Hot vs. Cold Composting Instructions: What’s the Difference?

Compost How to Make Hot & Cold Piles: Composting Basics

Want to know more about why compost is important and why it's made the way it is?

See our Composting Basics page.

There are two types of composting piles: hot piles and cold piles. Hot piles get their name from being… well… hotter than cold piles. 140 to 160 degrees F (60 to 71 degrees C) to be exact compared to 70 to 90 degrees F (21 to 32 degrees C).

Before we dive further into their differences, let’s discuss their similarities. Both hot and cold compost piles require…

Kitchen Waste

DO add…

  • Bread
  • Coffee grounds
  • Coffee filters
  • Fruit scraps
  • Oatmeal
  • Tea bags
  • Vegetable scraps

DO NOT add…

  • Ashes (other than burned plants)
  • Dairy products
  • Diseased plants
  • Dog or cat manure
  • Lawn clippings from yards treated with chemicals
  • Manure from feedlots
  • Meat products
  • Roots of weeds (weeds above the roots are okay)
  • Weeds that have “gone to seed” (when plants produce seeds after flowering)
  • Nitrogen-rich or “green” ingredients such as kitchen scraps, grass clippings, bird feathers or even garden weeds.
  • Carbon-rich or “brown” ingredients such as straw, hay or leaves that have been chopped down to no more than 2 inches (5.1 cm) in length.
  • Soil or compost – your pile of compost is nothing without the organisms that will break it down. Since the organisms live in soil or compost, you’ll need to add some to your piles to get the decomposition started.
  • Air – There are good and bad organisms that can feed off of your pile… the good ones need oxygen and the bad ones don’t. The right amount of oxygen can be infused in several ways, including adding a layer of un-chopped straw to the bottom of your pile, turning the piles periodically or adding ventilation to larger piles. Any ingredients that can easily stick together and keep out air (such as leaves) should only be added to your piles in thin layers.
  • Water – The good composting organisms also need the right amount of water to do their job… moist but not soggy. An often-used analogy is this: your compost should be about as moist as a wrung-out sponge. If you squeeze your compost and a few drops of water come out, that’s good.
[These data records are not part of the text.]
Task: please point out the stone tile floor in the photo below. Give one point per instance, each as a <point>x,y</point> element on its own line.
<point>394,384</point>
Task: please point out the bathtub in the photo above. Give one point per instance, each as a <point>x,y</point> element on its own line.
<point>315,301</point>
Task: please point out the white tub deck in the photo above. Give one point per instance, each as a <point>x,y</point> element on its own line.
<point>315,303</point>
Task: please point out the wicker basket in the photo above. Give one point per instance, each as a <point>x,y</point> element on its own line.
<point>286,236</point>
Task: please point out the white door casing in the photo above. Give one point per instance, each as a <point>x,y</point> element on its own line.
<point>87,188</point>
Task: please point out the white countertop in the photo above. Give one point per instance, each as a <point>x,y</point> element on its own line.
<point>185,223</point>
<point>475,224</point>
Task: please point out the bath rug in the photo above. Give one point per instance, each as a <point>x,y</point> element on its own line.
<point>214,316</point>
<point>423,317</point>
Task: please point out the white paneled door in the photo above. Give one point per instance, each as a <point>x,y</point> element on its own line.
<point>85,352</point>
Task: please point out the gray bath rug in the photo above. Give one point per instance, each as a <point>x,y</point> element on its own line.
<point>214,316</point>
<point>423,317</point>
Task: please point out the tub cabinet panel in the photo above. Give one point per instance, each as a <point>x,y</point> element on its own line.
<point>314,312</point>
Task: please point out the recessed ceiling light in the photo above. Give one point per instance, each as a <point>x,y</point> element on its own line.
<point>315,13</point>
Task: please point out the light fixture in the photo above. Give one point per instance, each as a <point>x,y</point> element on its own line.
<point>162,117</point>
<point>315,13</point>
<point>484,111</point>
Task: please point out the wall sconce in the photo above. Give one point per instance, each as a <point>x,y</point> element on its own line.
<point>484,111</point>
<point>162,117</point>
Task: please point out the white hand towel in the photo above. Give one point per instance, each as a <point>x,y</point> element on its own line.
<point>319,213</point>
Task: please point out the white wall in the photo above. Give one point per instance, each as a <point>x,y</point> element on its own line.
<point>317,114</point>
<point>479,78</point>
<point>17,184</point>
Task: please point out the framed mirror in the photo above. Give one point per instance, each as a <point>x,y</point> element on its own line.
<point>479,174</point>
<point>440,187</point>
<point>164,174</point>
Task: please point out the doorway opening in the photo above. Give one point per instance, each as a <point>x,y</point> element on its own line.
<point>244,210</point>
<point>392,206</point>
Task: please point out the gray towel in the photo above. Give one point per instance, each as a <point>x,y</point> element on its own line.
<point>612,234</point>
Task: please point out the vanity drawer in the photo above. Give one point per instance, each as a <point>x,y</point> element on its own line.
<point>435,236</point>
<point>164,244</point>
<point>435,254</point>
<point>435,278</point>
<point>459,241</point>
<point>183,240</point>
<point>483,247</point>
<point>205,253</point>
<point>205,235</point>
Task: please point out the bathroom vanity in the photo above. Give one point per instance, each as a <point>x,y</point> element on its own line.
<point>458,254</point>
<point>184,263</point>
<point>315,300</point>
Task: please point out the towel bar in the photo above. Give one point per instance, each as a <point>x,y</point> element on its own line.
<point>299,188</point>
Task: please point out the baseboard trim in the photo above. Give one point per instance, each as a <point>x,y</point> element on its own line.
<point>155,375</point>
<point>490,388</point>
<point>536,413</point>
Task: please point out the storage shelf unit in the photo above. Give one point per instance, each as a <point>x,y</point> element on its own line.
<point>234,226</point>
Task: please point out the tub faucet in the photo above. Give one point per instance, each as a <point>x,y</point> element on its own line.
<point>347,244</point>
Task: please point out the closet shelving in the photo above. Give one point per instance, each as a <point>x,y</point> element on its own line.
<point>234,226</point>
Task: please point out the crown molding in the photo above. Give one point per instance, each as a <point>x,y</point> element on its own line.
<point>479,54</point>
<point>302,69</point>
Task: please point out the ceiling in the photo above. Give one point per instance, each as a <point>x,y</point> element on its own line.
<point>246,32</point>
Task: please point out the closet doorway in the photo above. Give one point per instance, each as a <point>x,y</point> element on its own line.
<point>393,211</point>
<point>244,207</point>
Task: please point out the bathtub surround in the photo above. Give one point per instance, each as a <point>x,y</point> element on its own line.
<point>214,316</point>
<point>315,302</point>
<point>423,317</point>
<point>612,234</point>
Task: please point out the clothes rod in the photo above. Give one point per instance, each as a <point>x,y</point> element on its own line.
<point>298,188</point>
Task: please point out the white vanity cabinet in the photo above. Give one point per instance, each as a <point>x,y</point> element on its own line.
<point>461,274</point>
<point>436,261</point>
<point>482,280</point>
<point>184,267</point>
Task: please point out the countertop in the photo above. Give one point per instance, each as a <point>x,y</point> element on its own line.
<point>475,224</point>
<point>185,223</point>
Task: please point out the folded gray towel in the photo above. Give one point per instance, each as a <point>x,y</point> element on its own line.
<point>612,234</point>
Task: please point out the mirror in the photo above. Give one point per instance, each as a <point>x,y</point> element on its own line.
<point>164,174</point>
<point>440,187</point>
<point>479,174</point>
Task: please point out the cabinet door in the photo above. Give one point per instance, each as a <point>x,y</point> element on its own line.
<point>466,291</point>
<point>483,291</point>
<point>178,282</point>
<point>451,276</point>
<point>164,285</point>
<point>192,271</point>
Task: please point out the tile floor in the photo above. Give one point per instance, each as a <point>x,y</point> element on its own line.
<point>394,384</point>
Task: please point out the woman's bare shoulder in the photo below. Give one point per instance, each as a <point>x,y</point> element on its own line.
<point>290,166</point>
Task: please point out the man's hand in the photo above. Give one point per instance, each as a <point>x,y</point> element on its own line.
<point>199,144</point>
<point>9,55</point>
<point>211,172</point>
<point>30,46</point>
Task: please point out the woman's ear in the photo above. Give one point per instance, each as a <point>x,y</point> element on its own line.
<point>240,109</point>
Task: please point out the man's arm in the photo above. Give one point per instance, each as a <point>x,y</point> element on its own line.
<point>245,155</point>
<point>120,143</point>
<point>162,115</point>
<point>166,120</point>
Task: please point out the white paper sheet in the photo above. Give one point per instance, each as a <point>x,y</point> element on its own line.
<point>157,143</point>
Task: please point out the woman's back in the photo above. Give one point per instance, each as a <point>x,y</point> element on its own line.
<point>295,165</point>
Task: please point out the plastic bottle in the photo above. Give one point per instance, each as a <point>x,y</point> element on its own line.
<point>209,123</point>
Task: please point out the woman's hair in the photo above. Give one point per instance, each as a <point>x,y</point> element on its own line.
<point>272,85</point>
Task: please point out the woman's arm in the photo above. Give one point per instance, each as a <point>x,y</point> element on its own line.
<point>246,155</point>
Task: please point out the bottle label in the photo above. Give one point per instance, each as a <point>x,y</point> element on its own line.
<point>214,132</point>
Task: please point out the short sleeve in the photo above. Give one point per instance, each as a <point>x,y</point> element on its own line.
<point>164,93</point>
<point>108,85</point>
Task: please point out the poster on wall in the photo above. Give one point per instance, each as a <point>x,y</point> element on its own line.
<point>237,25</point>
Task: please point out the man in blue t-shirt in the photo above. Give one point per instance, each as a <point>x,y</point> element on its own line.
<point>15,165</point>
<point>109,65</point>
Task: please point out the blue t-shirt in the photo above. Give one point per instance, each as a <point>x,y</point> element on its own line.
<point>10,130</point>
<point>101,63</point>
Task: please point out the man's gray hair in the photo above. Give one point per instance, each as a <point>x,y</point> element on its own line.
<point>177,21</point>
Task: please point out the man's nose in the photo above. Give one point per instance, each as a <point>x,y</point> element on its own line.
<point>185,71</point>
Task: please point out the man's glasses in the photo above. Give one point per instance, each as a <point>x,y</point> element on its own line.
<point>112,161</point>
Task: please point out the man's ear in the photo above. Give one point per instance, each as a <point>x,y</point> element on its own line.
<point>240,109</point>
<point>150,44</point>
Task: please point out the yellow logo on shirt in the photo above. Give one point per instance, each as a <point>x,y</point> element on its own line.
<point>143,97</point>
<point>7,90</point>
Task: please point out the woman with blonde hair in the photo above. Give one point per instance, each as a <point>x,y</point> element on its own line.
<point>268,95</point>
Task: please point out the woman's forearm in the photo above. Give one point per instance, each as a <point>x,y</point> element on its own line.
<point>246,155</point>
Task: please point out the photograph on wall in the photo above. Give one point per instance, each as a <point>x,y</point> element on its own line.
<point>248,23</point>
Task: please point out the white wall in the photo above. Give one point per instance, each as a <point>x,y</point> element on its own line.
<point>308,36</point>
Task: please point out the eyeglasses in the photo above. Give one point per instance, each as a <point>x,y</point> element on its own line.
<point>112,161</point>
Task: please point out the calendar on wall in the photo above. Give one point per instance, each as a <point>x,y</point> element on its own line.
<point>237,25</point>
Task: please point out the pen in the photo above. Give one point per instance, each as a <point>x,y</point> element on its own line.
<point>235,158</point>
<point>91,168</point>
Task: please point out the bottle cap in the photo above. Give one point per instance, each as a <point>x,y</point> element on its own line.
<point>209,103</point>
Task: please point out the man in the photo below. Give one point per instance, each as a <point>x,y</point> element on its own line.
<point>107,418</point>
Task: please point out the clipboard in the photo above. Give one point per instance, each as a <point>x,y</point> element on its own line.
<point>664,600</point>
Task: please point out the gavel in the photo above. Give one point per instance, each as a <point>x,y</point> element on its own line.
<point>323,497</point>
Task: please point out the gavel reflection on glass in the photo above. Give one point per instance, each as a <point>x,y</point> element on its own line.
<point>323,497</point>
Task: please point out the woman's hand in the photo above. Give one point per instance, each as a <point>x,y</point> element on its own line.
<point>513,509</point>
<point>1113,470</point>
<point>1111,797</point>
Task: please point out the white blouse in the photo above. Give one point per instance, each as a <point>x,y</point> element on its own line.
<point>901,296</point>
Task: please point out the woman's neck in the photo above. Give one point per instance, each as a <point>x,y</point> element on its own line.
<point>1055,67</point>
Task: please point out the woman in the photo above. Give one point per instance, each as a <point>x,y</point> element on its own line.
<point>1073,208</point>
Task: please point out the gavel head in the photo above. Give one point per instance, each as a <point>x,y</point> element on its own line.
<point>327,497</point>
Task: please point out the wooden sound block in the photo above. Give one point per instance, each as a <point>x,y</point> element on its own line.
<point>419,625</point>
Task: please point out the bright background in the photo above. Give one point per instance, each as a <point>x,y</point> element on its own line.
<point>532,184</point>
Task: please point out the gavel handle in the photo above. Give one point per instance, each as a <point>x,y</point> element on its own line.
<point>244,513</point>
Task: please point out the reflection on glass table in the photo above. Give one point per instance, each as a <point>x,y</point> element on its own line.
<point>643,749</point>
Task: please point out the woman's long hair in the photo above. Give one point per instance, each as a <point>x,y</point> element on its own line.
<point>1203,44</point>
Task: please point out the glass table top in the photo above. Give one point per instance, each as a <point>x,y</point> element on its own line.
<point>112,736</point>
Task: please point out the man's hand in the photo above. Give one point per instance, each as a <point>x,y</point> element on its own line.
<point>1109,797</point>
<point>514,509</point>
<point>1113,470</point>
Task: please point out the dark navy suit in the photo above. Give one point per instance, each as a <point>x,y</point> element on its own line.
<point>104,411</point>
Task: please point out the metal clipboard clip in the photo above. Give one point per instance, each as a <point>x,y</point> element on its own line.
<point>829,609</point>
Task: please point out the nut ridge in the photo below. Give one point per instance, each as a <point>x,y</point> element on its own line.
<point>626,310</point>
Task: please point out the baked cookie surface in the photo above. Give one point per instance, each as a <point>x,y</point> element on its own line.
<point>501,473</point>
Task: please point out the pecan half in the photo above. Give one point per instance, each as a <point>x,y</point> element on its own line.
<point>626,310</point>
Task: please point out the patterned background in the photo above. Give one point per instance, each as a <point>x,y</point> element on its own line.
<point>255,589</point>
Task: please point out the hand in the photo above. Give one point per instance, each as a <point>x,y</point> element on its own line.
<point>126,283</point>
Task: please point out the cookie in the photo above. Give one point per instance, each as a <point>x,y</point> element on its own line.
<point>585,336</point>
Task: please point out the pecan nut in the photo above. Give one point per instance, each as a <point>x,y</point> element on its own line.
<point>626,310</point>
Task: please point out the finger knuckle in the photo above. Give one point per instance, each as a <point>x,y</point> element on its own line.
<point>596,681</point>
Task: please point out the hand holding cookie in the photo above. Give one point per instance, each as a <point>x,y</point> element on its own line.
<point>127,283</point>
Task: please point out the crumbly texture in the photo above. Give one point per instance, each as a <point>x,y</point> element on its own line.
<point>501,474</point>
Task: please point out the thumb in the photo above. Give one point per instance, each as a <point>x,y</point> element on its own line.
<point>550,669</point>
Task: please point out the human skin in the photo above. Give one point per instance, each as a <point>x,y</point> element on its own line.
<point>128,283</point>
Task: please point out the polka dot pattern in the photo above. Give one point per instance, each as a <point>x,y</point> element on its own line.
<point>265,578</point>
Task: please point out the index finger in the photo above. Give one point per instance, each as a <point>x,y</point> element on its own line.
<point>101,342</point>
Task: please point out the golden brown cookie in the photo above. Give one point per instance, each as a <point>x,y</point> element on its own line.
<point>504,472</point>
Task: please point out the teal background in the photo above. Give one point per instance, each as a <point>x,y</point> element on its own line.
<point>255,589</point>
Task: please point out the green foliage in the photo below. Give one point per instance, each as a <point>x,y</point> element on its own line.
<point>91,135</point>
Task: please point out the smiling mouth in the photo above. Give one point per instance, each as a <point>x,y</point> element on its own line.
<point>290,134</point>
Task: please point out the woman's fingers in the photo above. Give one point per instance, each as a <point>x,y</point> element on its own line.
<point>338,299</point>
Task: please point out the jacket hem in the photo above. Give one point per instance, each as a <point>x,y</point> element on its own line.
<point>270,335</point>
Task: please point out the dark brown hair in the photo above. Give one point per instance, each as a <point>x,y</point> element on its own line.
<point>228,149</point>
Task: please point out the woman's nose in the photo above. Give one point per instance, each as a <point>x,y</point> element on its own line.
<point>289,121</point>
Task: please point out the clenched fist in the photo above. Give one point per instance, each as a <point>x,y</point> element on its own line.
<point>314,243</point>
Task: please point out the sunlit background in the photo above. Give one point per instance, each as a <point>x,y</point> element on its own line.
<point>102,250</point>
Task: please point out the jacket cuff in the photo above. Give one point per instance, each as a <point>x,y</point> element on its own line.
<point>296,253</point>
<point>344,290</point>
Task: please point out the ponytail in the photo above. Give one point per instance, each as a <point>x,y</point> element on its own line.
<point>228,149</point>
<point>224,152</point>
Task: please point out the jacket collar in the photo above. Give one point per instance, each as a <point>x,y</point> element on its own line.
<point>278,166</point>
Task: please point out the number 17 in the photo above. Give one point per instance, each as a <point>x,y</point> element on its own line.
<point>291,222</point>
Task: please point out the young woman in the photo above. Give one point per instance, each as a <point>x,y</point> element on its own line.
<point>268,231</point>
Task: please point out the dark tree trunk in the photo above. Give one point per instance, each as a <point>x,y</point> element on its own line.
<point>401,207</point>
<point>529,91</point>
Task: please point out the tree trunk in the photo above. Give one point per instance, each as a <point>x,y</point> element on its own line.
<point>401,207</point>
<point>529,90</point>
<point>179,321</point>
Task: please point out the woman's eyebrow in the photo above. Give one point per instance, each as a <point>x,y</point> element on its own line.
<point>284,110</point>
If you squeeze it and water streams down your hand, you’ve added too much (this can be remedied by adding more dry browns).
  • Protection from the elements – To prevent over-watering by rain or the scattering of your piles by wind or animals, you’ll need to protect your piles. Composting bins, enclosures, tarps and plastic sheets are most commonly used.
  • Avoiding the wrong ingredients – the wrong ingredients could add disease or other harmful ingredients to your compost and therefore to your crops. Keep the following OUT of your composting piles:
    • Ashes (other than burned plants)
    • Dairy products
    • Diseased plants
    • Dog or cat manure
    • Lawn clippings from yards treated with chemicals
    • Manure from feedlots
    • Meat products
    • Roots of weeds (weeds above the roots are okay)
    • Weeds that have “gone to seed” (when plants produce seeds after flowering)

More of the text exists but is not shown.